Current Editorial Team
Ann Xiaoxu Pei (she/her) is a PhD student in Comparative Literature at the University of Illinois, Urbana-Champaign. She works at the intersection of Memory Studies and Environmental Humanities, land and water, people, and the more-than-human.
Antonia Hodgson (she/her) is a PhD candidate in the Department of Geography, University College London. Her research examines how the links between weather and health are played out in everyday life, with a particular focus on how urban recreational runners respond to heat.
Florian Steig (he/him) is a PhD student in the School of Geography and the Environment at the University of Oxford. He is interested in power and authority in international climate politics. His PhD research engages with the global discourse on climate adaptation against sea-level rise.
Hina Walajahi (they/she) is a PhD candidate in the History, Anthropology, and STS (HASTS) Program at MIT. Their research explores the everyday experiences of heat among working-class residents and care workers in Miami, Florida.
Farah Benbouabdellah (she/her) is a PhD candidate in Archaeology conducting interdisciplinary research on the portrayal of tigers in media, drawing on Anthropology, Film Studies, Material Culture, and Art History, with the Department of Archaeology and the Department of Film, Theatre and Television at the University of Reading, UK.
Luisa Schoneweg (she/her) is a graduate student in the School of Anthropology & Museum Ethnography at the University of Oxford.

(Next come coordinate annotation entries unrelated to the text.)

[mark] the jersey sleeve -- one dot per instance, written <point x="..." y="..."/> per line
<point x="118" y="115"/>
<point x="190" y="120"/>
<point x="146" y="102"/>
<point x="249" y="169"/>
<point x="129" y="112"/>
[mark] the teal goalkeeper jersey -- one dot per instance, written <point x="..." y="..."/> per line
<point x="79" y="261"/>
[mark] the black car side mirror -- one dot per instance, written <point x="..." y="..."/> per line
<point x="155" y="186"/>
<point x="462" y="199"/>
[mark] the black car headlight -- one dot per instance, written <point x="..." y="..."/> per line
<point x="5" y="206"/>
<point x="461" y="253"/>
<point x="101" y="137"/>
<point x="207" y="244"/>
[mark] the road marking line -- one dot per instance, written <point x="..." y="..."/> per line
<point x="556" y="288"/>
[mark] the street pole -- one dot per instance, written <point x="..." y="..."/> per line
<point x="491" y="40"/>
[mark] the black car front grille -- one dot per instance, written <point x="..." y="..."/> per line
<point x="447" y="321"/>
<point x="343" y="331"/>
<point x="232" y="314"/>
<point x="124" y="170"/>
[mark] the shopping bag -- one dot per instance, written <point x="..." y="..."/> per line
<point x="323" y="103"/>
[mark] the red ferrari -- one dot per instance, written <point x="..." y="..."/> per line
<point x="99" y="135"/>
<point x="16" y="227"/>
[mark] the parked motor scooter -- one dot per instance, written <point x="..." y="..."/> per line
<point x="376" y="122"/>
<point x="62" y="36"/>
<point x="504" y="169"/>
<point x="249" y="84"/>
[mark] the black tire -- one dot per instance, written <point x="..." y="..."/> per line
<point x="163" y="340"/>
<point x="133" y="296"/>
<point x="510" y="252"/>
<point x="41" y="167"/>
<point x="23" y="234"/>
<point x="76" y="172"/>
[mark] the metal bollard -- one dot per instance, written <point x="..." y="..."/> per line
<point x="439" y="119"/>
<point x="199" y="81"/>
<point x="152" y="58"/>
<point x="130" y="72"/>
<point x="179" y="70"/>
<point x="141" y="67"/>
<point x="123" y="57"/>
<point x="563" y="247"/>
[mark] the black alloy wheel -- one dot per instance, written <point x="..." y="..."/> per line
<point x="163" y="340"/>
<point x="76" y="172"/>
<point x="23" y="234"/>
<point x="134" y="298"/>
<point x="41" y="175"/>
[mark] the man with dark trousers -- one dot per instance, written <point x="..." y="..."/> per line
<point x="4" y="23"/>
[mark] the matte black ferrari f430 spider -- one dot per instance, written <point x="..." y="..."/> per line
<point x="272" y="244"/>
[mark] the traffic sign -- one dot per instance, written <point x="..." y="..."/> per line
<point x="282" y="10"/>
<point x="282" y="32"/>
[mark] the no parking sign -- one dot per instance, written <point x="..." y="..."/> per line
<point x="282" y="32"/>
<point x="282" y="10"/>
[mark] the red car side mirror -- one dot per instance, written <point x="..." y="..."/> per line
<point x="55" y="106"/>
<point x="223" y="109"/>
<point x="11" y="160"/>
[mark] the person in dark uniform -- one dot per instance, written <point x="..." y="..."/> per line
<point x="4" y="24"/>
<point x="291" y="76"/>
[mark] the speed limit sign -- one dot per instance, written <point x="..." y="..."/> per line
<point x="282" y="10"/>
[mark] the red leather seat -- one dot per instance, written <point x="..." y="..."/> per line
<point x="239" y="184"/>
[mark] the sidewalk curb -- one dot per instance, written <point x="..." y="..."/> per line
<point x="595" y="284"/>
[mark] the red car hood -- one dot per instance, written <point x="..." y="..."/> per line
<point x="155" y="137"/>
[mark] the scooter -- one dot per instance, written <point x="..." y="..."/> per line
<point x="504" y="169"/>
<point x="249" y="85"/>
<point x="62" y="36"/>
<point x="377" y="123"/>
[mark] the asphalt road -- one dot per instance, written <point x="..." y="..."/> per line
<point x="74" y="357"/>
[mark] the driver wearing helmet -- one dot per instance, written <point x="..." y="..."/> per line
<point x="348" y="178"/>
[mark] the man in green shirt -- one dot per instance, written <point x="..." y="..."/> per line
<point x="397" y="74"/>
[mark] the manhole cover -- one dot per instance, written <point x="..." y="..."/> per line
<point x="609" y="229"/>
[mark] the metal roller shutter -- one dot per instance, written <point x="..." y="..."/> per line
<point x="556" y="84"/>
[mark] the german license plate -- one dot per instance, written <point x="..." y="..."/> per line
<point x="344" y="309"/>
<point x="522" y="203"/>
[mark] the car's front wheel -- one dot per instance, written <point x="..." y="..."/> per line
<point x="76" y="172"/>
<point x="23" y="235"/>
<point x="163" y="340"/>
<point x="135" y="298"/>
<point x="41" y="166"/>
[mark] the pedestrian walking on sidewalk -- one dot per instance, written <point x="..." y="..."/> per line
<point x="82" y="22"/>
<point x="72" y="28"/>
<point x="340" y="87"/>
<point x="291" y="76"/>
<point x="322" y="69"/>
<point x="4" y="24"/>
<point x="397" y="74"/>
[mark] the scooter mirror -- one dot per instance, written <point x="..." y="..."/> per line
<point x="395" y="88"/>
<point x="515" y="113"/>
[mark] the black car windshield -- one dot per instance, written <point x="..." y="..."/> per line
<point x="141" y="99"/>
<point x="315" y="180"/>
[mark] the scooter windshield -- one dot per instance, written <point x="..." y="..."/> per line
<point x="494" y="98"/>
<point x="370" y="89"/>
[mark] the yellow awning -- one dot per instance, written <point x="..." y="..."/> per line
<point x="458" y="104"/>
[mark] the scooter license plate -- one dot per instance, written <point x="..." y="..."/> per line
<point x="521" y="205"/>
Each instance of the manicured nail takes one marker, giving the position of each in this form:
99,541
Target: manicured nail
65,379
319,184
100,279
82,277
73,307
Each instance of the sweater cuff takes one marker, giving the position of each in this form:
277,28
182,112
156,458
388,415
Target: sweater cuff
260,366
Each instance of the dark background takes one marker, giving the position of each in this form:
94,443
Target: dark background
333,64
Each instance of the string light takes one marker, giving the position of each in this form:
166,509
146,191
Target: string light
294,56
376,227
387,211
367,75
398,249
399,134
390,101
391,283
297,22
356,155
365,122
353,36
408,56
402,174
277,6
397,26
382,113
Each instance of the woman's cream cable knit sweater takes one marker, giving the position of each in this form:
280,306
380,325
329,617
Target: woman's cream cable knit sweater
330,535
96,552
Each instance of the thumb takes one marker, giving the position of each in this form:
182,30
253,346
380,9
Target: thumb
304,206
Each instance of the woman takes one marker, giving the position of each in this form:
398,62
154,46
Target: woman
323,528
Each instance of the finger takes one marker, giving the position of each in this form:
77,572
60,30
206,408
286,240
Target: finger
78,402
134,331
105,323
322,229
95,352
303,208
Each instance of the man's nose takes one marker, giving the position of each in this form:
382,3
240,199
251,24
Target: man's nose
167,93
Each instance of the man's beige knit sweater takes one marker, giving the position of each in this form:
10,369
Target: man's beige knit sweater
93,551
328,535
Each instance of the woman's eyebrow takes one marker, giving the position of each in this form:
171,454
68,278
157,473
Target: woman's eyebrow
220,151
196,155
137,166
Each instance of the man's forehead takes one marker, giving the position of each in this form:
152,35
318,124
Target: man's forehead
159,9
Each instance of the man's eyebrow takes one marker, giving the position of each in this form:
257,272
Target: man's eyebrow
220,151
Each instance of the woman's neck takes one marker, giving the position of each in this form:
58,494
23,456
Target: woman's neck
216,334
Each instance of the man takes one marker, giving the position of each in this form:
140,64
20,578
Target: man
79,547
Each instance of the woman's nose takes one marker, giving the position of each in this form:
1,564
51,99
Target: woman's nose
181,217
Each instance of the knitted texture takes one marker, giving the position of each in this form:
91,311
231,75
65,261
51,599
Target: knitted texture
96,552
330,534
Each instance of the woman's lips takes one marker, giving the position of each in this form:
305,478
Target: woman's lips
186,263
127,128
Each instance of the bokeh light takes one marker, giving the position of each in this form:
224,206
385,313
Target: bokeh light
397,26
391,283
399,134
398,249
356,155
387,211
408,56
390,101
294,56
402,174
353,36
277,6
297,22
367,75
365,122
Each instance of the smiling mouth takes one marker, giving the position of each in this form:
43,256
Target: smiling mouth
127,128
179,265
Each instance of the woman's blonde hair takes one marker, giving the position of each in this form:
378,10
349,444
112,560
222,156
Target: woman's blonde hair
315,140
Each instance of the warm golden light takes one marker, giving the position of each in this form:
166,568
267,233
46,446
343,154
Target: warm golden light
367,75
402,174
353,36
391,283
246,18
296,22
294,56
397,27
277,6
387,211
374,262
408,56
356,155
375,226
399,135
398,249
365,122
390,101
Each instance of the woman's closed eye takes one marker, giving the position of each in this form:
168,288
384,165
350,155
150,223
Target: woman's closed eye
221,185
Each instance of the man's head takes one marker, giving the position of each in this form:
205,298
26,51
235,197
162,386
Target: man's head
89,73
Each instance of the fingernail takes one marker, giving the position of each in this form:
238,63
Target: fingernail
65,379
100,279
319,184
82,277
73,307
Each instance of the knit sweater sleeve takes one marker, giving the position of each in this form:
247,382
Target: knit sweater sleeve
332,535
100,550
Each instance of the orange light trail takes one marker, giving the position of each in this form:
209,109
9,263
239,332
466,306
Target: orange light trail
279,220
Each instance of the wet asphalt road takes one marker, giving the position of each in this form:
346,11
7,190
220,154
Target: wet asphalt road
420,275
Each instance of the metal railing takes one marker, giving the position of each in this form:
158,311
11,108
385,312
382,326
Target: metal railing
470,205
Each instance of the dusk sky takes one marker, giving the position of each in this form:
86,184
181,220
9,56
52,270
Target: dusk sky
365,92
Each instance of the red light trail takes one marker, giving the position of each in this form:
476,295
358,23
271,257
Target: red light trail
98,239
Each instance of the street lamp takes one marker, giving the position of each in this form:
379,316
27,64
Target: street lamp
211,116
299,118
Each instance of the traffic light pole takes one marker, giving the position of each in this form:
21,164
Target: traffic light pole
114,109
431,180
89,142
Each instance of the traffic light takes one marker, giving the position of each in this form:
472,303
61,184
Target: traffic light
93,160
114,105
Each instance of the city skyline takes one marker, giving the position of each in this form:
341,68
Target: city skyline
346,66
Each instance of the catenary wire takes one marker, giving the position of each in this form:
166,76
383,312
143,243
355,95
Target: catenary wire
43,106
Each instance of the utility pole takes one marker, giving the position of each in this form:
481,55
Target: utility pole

She is particularly interested in social constructivist perspectives at the interface of sociology and social anthropology.
Mariel Kieval (she/her) holds a MSc in Agriculture and Forestry from the University of Helsinki, Finland. Her research, focused on the Arctic and Central Asia, draws from political ecology, critical agrarian studies, and energy geography.
Camellia Biswas (she/her) is a postdoctoral fellow in Geography at Royal Holloway, University of London. She earned her PhD in Environmental Anthropology in 2024. Her research work spans multitudes of climate disasters through the lens of climate (in)justice, political ecology, and more-than-human relations.